When I sat down to write it all up, I spared no detail. Every observation went down on paper whether it needed to be there or not. I’d spent so much time on research that I was determined not to waste a scrap of it.

You probably won’t be surprised to hear that I ended up deleting ninety-five percent of what I had written. It turned out that my careful facts and observations weighed the story down like a millstone. This was my first real research as a writer, but most of it had to go. I had written myself a giant information dump, and managed to whittle it down to a few details that added colour and authenticity to the story.

Information dumps can take many forms, not all of them having to do with research. Novel writing is a form of world-building, and there are always chunks of information relating to setting or back story that the writer wants to convey to the reader. There is a temptation to get that out of the way in the first few pages so you can carry on with telling the story. This is almost always a mistake. It is better to allow such details to unfold organically with the momentum of the narrative rather than dropping them all in the reader’s lap at once.

This is Writing 101. It is something novelists are supposed to know. But readers are continually surprised by how many authors, even successful ones, fall into the info-dump trap.

A different kind of book

Avoiding the information dump became second nature to me until I started writing Spire, my fifth novel, which is unlike anything I’ve written before. It is a medical thriller set in an isolated research station at the South Pole. Clearly more research was called for than in my previous books.

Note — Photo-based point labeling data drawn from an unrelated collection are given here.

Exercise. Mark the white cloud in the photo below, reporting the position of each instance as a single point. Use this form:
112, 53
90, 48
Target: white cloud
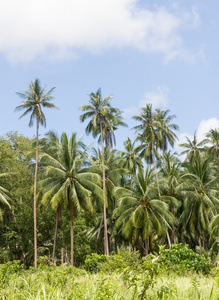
158, 97
53, 28
204, 127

I thought I knew the drill – research the topic thoroughly, but only use about five percent of that information. It was only when I came to read over the first couple of chapters that I realised this was the wrong approach. Those passages where I had glossed over the scientific details in favour of character and dialogue were much less satisfying to read than the ones where I had allowed myself to go into technical detail.

I had been regarding all novels as equal, when they quite clearly are not. There is a certain kind of procedural novel that demands much more granular detail than other thrillers. We are used to the word ‘procedural’ being used to describe crime novels that follow the police or private detectives in their step-by-step investigations of a crime. The tension in these stories derives from the puzzle-solving process. Readers relish attention to detail and have a high tolerance for facts.

But it is not only crime novels that are procedural in nature. Certain medical thrillers depend on precise and detailed descriptions too, as do survival narratives. Whether it’s a post-apocalyptic scenario or an isolation situation, the reader wants to know exactly how the characters survive. It’s not enough to say “they found some food and ate it”. You need to describe a particular bush growing wild, give it a scientific name, explain how it survived the nuclear war, and describe its nutritional qualities.

Robinson Crusoe is a satisfying read precisely because of the detailed descriptions of how Crusoe survived the shipwreck and kept himself alive on the island. His early failures and tiny successes make the book what it is. Long descriptions of his emotions and state of mind would not have been nearly as effective.

Similarly, when I describe my main character treating a patient who has stopped breathing, it isn’t enough to say, “She performed a tracheotomy and the patient lived.” The reader wants to know where you make the incision – how deep and how wide – and exactly what happens next. This kind of detail doesn’t read as an information dump, but as the granular particulars that add texture and authenticity to a story.

It is important to remember that not all novels are created equal. While they all deserve thorough research on the part of the writer, that research can usually be conveyed with the lightest of touches. But in the case of certain procedural novels, it needs to be layered on with a palette knife to create a thick and textural impasto.